Tsarnaev Juror Changes Mind About Death Penalty

He didn't know 8-year-old victim's parents opposed it
By Rob Quinn,  Newser Staff
Posted Aug 26, 2015 4:41 AM CDT
Tsarnaev Juror Changes Mind About Death Penalty
This undated photo provided by Bill Richard shows his son, Martin, in Boston.   (Bill Richard via AP)

During the trial of Dzhokhar Tsarnaev, jurors saw and heard heartbreaking testimony about the final moments of 8-year-old Martin Richard, the youngest person killed in the Boston Marathon bombing. What they didn't hear about was the fact that Martin's parents didn't want Tsarnaev to get the death penalty, and the first juror to speak about the case says he wouldn't have chosen death if he had known. Kevin Fagan tells WMUR that he "probably" would have changed his vote in the penalty phase of the trial—though if he had known, he "wouldn't be on the jury either" because they had been ordered not to access media coverage of the trial.
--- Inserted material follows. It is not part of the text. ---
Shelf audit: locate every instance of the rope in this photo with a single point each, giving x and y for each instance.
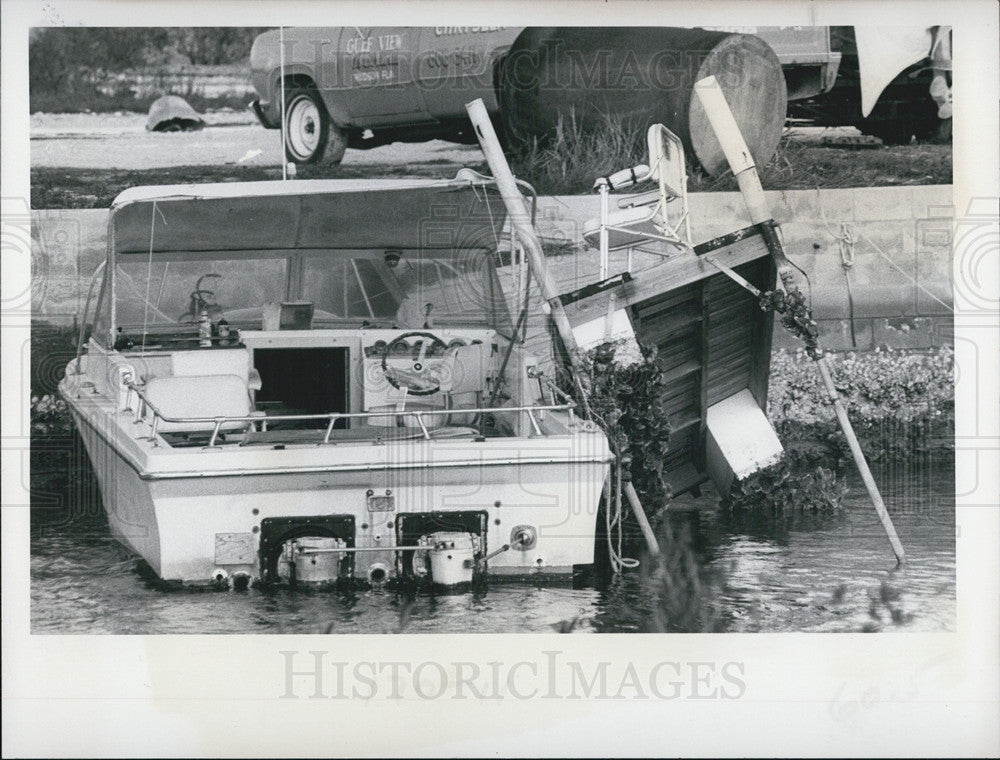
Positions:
(845, 242)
Martin's parents, whose daughter lost a leg in the bombing, didn't want Tsarnaev to get the death penalty because they didn't want to have to relive the horror through the inevitable years of appeals. Northeastern University law professor Daniel Medwed tells the Boston Globe that Fagan's change of heart probably won't play a major role in any appeal because there's plenty of precedent for judges not allowing testimony on victims' views of the death penalty. Fagan is co-authoring an online book about the trial, and Medwed says "the fact that he is selling a book makes me discount what he says." (In the James Holmes case, the grandfather of a victim says the courts should go after the juror who spared Holmes' life.)